If, on the other hand, there is a run-off election, many opposition supporters fear that Erdogan could use the two weeks between the first and second rounds to create an unstable situation. The parliamentary elections of 2015 serve as a cautionary tale. After the AKP lost its absolute majority in parliament in June, Erdogan called new elections for November. The election campaign was overshadowed by a bomb attack that left more than 100 dead. The desire for stability among the population helped the AKP to victory. The opposition may also find it difficult to mobilise the same number of voters in a second round. Manipulation of the election results cannot be ruled out either.

Would Erdogan accept defeat?

In a television interview on Friday evening, Erdogan replied to this question as follows: "Such a question can only be asked of a terrorist organization. We came to power by democratic means. If my nation decides otherwise, we will do what democracy asks us to do." This was well received in opposition circles. On Saturday, however, Erdogan once again used language in a campaign speech that seems to be designed to undermine the legitimacy of the elections. He accused Kilicdaroglu of working with American President Joe Biden to overthrow him. Many observers believe that the president could doubt the result, especially if it is very close. A warning example of this is the mayoral election in Istanbul in 2019, in which Erdogan pushed through a new election despite a narrow victory for the opposition. But that didn't help him: the opposition candidate Ekrem Imamoglu won the new election even higher.

Turkey experts point out that a stolen election like the one in Belarus in 2020 is not to be expected in Turkey. Elections are too firmly anchored in Turkish politics as a basis for legitimacy. Voter turnout in the previous presidential elections was 86 percent. True, there are fears that in the event of Erdogan's defeat, there will be violence on the part of his supporters. However, Erdogan could hardly use this to stay in office.

How great is the risk of electoral fraud?

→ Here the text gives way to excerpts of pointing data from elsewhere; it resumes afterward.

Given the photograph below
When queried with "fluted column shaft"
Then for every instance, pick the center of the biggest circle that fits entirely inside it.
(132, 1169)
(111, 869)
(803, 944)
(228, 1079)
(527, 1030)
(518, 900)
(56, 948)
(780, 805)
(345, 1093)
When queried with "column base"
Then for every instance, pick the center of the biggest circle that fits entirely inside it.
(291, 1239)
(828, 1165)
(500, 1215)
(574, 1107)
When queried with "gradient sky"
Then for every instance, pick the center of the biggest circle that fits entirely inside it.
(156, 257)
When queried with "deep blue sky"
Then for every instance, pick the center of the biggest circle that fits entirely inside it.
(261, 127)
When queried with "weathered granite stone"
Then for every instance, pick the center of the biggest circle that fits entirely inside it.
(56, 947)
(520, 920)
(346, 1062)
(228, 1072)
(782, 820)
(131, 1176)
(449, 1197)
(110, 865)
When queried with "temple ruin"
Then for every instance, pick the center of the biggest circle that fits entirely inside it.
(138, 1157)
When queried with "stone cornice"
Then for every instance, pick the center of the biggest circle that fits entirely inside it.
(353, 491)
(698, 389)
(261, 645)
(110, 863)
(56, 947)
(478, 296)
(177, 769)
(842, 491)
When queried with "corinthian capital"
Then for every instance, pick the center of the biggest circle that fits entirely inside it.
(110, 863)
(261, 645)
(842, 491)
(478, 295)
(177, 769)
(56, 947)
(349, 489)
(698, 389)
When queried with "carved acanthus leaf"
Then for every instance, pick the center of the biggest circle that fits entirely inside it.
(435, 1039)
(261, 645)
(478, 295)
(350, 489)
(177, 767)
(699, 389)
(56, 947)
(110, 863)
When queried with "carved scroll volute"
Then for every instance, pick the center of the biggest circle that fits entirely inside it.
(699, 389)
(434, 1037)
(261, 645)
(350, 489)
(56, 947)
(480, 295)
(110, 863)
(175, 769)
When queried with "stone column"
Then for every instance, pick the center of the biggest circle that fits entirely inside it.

That depends on whether the opposition succeeds in continuously monitoring the ballot boxes on election day to prevent them from being replaced by prepared ballot boxes. The opposition alliance says it has mobilized more than half a million volunteer election observers. They are faced with the task of observing around 191,000 polling stations. Opposition circles fear that there could be gaps in monitoring, especially in the earthquake areas and in the Kurdish-majority areas in the south-east of the country. In the earthquake zones, this is because overnight accommodation for observers is limited. In the southeast, because volunteers could be intimidated by violence. In principle, the opposition is also represented in the electoral councils, which are responsible for organizing voting and counting. However, in the southeast, the most important opposition party, the HDP, is not represented in the electoral councils. Their candidates are running under the umbrella of the Green Left Party because a ban procedure is underway against the HDP.